Zen is a practice that helps us see reality as it truly is. Yet, our ability to perceive truth is often clouded by three key factors: aversion, attachment, and ignorance. Aversion and attachment, in particular, are two sides of the same coin. Today, let’s explore attachment and how shifting to preference can transform the way we navigate life.
What is Attachment?
Attachment arises when we cling to specific outcomes, people, or ideas, believing that our happiness or sense of self depends on them. This clinging creates suffering because it resists the impermanence of life and distorts our perception of reality.
Imagine holding a rope being pulled away from you. The harder you cling, the more it burns your hands. This is the nature of attachment—holding too tightly causes unnecessary pain.
How Attachment Causes Suffering
When we attach, we tie our well-being to something outside ourselves. We might say, “I’ll be happy when I achieve this goal,” or “I can’t be content without this person or outcome.” These thoughts create resistance to the flow of life, leaving us frustrated and disconnected when things don’t go our way.
Shifting from Attachment to Preference
Preference, on the other hand, is a more balanced and flexible way of engaging with life. Preferences allow us to favor certain outcomes while remaining unattached to the result. Our happiness is no longer dependent on external circumstances, freeing us to flow with life’s natural impermanence.
When we transform attachment into preference, we embrace life as it is, cultivating clarity and balance. This shift enables us to engage deeply with the present moment without entanglement, helping us navigate life with grace, wisdom, and equanimity.
How to Drop Attachment
Dealing with attachment begins by sitting with it as it is—a practice Zen refers to as sonomama, or allowing things to be. Here are two practical steps to help soften attachment:
Recognize When Attachment Arises
Notice the signs: a strong emotional pull, resistance to letting go, or the belief that your happiness depends on a specific outcome. Awareness is the first step to loosening attachment.
Use Discomfort as a Practice Ground
When things don’t align with your preference:
Sit with the sensations and thoughts that arise.

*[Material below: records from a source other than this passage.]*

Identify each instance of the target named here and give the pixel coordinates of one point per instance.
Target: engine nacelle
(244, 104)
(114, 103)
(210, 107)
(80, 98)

Observe them without judgment or suppression.
Allow them to come and go like clouds passing through the sky.
Through this practice, the grip of attachment begins to soften, and over time, you build greater ease, openness, and resilience in facing life’s challenges. Loosen and Soften
Attachment and aversion are two sides of the same coin. True freedom emerges when we ease our grip on what we must possess and soften our resistance to what we wish to avoid. By transforming attachment into preference and aversion into understanding, we cultivate the flexibility to embrace life’s impermanence with an open heart.
Zen practice encourages us to loosen and soften—not by retreating from life, but by engaging with it more openly and harmoniously. This gentle shift creates the space for clarity, peace, and freedom to arise naturally.
What attachments can you begin to soften today? You may uncover a profound sense of freedom and a deeper connection to the present moment by simply noticing and leaving them as they are.
Freedom begins when we loosen our grip on what we believe we need. What attachments/aversions can you soften today?